The Judge determined both the Law of Knowing Receipt Issue and the Saudi Arabian Law Issue in favour of Samba and, accordingly, dismissed the claim. He concluded in paragraph 117 of the Judgment that, “absent a continuing proprietary interest in the Disputed Securities at the time of Samba's registration, the claim in knowing receipt as pleaded will fail” and, in paragraph 206, that “SICL had no continuing proprietary interest in the Disputed Securities after the September Transfer capable of supporting a claim against Samba in knowing receipt”.

10

The Judge nevertheless went on to consider the Valuation Issue, viz., “whether, in valuing the Disputed Securities, there should be a discount (‘block discount’) from the quoted market price on the relevant dates for each of the substantial holdings in the five banks, and if so the size of each discount”. The Judge explained that, had he reached a different conclusion on liability, he would have agreed with Samba that a block discount was applicable in the case of each of the holdings comprised in the Disputed Securities.

11

The claimants now challenge the Judge's decision in this Court.

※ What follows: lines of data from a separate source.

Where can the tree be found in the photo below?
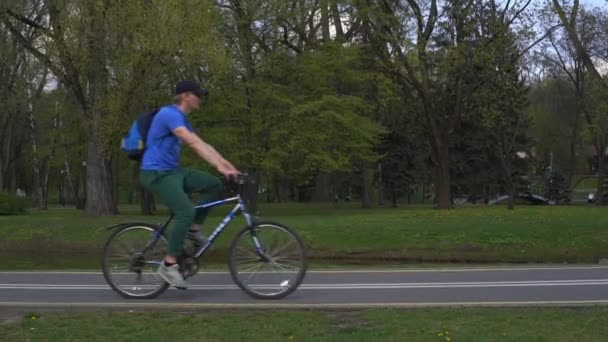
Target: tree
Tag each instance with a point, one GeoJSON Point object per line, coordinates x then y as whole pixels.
{"type": "Point", "coordinates": [86, 45]}
{"type": "Point", "coordinates": [587, 34]}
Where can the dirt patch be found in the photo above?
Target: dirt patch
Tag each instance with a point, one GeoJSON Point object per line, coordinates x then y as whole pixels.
{"type": "Point", "coordinates": [348, 321]}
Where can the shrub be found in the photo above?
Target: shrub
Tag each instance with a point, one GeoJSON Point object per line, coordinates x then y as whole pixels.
{"type": "Point", "coordinates": [11, 204]}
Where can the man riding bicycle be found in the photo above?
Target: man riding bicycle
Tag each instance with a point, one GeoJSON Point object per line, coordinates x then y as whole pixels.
{"type": "Point", "coordinates": [162, 174]}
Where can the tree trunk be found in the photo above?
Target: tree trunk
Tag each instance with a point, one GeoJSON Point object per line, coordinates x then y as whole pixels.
{"type": "Point", "coordinates": [601, 172]}
{"type": "Point", "coordinates": [325, 19]}
{"type": "Point", "coordinates": [337, 20]}
{"type": "Point", "coordinates": [365, 188]}
{"type": "Point", "coordinates": [443, 182]}
{"type": "Point", "coordinates": [380, 186]}
{"type": "Point", "coordinates": [251, 191]}
{"type": "Point", "coordinates": [99, 194]}
{"type": "Point", "coordinates": [322, 187]}
{"type": "Point", "coordinates": [48, 163]}
{"type": "Point", "coordinates": [508, 179]}
{"type": "Point", "coordinates": [37, 196]}
{"type": "Point", "coordinates": [99, 189]}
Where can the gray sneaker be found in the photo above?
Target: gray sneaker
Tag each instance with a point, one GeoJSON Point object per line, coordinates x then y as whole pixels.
{"type": "Point", "coordinates": [197, 236]}
{"type": "Point", "coordinates": [172, 275]}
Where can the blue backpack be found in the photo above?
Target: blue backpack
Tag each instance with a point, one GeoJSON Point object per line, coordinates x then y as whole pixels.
{"type": "Point", "coordinates": [134, 142]}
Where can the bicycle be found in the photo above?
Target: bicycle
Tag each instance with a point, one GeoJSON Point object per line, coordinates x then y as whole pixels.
{"type": "Point", "coordinates": [254, 241]}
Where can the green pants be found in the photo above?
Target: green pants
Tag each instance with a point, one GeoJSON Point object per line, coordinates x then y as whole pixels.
{"type": "Point", "coordinates": [173, 188]}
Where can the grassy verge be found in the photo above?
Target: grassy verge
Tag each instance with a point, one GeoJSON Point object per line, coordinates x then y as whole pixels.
{"type": "Point", "coordinates": [457, 324]}
{"type": "Point", "coordinates": [337, 235]}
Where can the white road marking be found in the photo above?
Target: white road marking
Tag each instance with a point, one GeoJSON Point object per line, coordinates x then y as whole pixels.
{"type": "Point", "coordinates": [336, 286]}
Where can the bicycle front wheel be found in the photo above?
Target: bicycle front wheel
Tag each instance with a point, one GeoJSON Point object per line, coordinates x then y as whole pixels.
{"type": "Point", "coordinates": [131, 259]}
{"type": "Point", "coordinates": [267, 261]}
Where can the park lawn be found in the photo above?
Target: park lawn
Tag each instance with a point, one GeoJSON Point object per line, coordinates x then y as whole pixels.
{"type": "Point", "coordinates": [437, 324]}
{"type": "Point", "coordinates": [65, 238]}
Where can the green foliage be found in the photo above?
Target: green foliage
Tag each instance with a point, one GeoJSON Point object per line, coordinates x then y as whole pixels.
{"type": "Point", "coordinates": [11, 204]}
{"type": "Point", "coordinates": [556, 187]}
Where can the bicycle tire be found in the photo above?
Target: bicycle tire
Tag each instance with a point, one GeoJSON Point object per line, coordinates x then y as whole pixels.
{"type": "Point", "coordinates": [234, 272]}
{"type": "Point", "coordinates": [106, 273]}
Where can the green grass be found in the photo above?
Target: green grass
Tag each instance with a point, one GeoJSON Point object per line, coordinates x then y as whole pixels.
{"type": "Point", "coordinates": [345, 234]}
{"type": "Point", "coordinates": [450, 324]}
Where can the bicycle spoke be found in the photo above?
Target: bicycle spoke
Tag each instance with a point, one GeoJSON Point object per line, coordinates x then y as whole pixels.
{"type": "Point", "coordinates": [129, 271]}
{"type": "Point", "coordinates": [278, 272]}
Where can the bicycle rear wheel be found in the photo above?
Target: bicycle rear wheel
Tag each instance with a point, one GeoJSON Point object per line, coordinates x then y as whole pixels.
{"type": "Point", "coordinates": [128, 269]}
{"type": "Point", "coordinates": [275, 269]}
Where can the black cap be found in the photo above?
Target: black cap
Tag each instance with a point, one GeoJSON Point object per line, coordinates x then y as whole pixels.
{"type": "Point", "coordinates": [192, 86]}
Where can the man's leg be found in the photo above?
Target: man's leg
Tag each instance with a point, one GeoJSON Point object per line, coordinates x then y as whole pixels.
{"type": "Point", "coordinates": [167, 185]}
{"type": "Point", "coordinates": [207, 185]}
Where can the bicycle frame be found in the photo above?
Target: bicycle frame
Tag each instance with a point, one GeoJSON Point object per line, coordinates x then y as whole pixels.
{"type": "Point", "coordinates": [240, 206]}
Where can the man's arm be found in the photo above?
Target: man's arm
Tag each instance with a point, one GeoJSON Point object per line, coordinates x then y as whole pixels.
{"type": "Point", "coordinates": [203, 149]}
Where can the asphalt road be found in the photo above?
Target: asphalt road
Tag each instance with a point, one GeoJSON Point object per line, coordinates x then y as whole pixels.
{"type": "Point", "coordinates": [328, 289]}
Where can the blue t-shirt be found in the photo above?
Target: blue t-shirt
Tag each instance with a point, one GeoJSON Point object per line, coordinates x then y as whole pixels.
{"type": "Point", "coordinates": [162, 147]}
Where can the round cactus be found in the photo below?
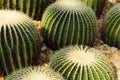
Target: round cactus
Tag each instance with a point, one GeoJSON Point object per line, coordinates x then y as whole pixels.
{"type": "Point", "coordinates": [35, 73]}
{"type": "Point", "coordinates": [82, 63]}
{"type": "Point", "coordinates": [111, 30]}
{"type": "Point", "coordinates": [96, 5]}
{"type": "Point", "coordinates": [68, 22]}
{"type": "Point", "coordinates": [33, 8]}
{"type": "Point", "coordinates": [19, 41]}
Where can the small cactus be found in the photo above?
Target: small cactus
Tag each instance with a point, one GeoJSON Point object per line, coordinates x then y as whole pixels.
{"type": "Point", "coordinates": [33, 8]}
{"type": "Point", "coordinates": [19, 41]}
{"type": "Point", "coordinates": [68, 22]}
{"type": "Point", "coordinates": [82, 63]}
{"type": "Point", "coordinates": [111, 30]}
{"type": "Point", "coordinates": [35, 73]}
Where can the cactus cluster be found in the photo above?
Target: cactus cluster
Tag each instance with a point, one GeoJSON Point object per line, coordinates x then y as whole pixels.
{"type": "Point", "coordinates": [111, 30]}
{"type": "Point", "coordinates": [68, 22]}
{"type": "Point", "coordinates": [19, 41]}
{"type": "Point", "coordinates": [33, 8]}
{"type": "Point", "coordinates": [35, 73]}
{"type": "Point", "coordinates": [82, 63]}
{"type": "Point", "coordinates": [96, 5]}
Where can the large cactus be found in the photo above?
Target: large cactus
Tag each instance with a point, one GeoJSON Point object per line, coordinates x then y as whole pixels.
{"type": "Point", "coordinates": [33, 8]}
{"type": "Point", "coordinates": [35, 73]}
{"type": "Point", "coordinates": [82, 63]}
{"type": "Point", "coordinates": [68, 22]}
{"type": "Point", "coordinates": [96, 5]}
{"type": "Point", "coordinates": [111, 30]}
{"type": "Point", "coordinates": [19, 40]}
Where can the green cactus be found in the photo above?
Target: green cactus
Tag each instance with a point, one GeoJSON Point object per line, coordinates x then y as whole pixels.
{"type": "Point", "coordinates": [111, 30]}
{"type": "Point", "coordinates": [33, 8]}
{"type": "Point", "coordinates": [96, 5]}
{"type": "Point", "coordinates": [19, 41]}
{"type": "Point", "coordinates": [82, 63]}
{"type": "Point", "coordinates": [35, 73]}
{"type": "Point", "coordinates": [68, 22]}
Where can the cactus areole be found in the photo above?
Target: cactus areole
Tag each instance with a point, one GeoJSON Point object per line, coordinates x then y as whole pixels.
{"type": "Point", "coordinates": [68, 22]}
{"type": "Point", "coordinates": [19, 41]}
{"type": "Point", "coordinates": [82, 63]}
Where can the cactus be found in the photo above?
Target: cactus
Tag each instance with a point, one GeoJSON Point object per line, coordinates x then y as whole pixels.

They contend that the Judge erred in relation to each of the three issues he identified in paragraph 4 of the Judgment. In short, it is their case that (a) the claimants did not need to have a continuing proprietary interest in the Disputed Securities to succeed in their knowing receipt claim, (b) in any event, SICL's interest in the Disputed Securities was not in fact extinguished as a matter of Saudi Arabian law and (c) the Judge was also mistaken in thinking it appropriate to apply a “block discount”.